Re: [PATCH v2] PM / runtime: Rework pm_runtime_force_suspend/resume()
From: Ulf Hansson
Date: Wed Jan 10 2018 - 04:26:46 EST
On 9 January 2018 at 17:28, Rafael J. Wysocki <rjw@xxxxxxxxxxxxx> wrote:
> On Tuesday, January 9, 2018 5:03:18 PM CET Rafael J. Wysocki wrote:
>> On Tue, Jan 9, 2018 at 4:30 PM, Geert Uytterhoeven <geert@xxxxxxxxxxxxxx> wrote:
>> > Hi Rafael,
>> >
>> > CC usb
>> >
>> > On Tue, Jan 9, 2018 at 4:00 PM, Rafael J. Wysocki <rafael@xxxxxxxxxx> wrote:
>> >> On Tue, Jan 9, 2018 at 2:37 PM, Geert Uytterhoeven <geert@xxxxxxxxxxxxxx> wrote:
>> >>> On Wed, Jan 3, 2018 at 12:06 PM, Rafael J. Wysocki <rjw@xxxxxxxxxxxxx> wrote:
>> >>>> From: Rafael J. Wysocki <rafael.j.wysocki@xxxxxxxxx>
>> >>>>
>> >>>> One of the limitations of pm_runtime_force_suspend/resume() is that
>> >>>> if a parent driver wants to use these functions, all of its child
>> >>>> drivers have to do that too because of the parent usage counter
>> >>>> manipulations necessary to get the correct state of the parent during
>> >>>> system-wide transitions to the working state (system resume).

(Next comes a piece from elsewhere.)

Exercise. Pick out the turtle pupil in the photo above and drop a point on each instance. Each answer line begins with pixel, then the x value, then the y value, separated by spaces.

>> >>>> However, that limitation turns out to be artificial, so remove it.
>> >>>>
>> >>>> Namely, pm_runtime_force_suspend() only needs to update the children
>> >>>> counter of its parent (if there's is a parent) when the device can
>> >>>> stay in suspend after the subsequent system resume transition, as
>> >>>> that counter is correct already otherwise. Now, if the parent's
>> >>>> children counter is not updated, it is not necessary to increment
>> >>>> the parent's usage counter in that case any more, as long as the
>> >>>> children counters of devices are checked along with their usage
>> >>>> counters in order to decide whether or not the devices may be left
>> >>>> in suspend after the subsequent system resume transition.
>> >>>>
>> >>>> Accordingly, modify pm_runtime_force_suspend() to only call
>> >>>> pm_runtime_set_suspended() for devices whose usage and children
>> >>>> counters are at the "no references" level (the runtime PM status
>> >>>> of the device needs to be updated to "suspended" anyway in case
>> >>>> this function is called once again for the same device during the
>> >>>> transition under way), drop the parent usage counter incrementation
>> >>>> from it and update pm_runtime_force_resume() to compensate for these
>> >>>> changes.
>> >>>>
>> >>>> Signed-off-by: Rafael J. Wysocki <rafael.j.wysocki@xxxxxxxxx>
>> >>>
>> >>> This patch causes a regression during system resume on Renesas Salvator-XS
>> >>> with R-Car H3 ES2.0:
>> >>
>> >> I have dropped it for now, but we need to address the underlying issue.
>> >>
>> >>> SError Interrupt on CPU3, code 0xbf000002 -- SError
>> >>> SError Interrupt on CPU2, code 0xbf000002 -- SError
>> >>> CPU: 3 PID: 1769 Comm: kworker/u16:13 Not tainted
>> >>> 4.15.0-rc7-arm64-renesas-05338-gf14cf570a813c9ca-dirty #97
>> >>> CPU: 2 PID: 1774 Comm: kworker/u16:18 Not tainted
>> >>> 4.15.0-rc7-arm64-renesas-05338-gf14cf570a813c9ca-dirty #97
>> >>> Hardware name: Renesas Salvator-X 2nd version board based on
>> >>> r8a7795 ES2.0+ (DT)
>> >>> Hardware name: Renesas Salvator-X 2nd version board based on
>> >>> r8a7795 ES2.0+ (DT)
>> >>> Workqueue: events_unbound async_run_entry_fn
>> >>> Workqueue: events_unbound async_run_entry_fn
>> >>> pstate: 60000005 (nZCv daif -PAN -UAO)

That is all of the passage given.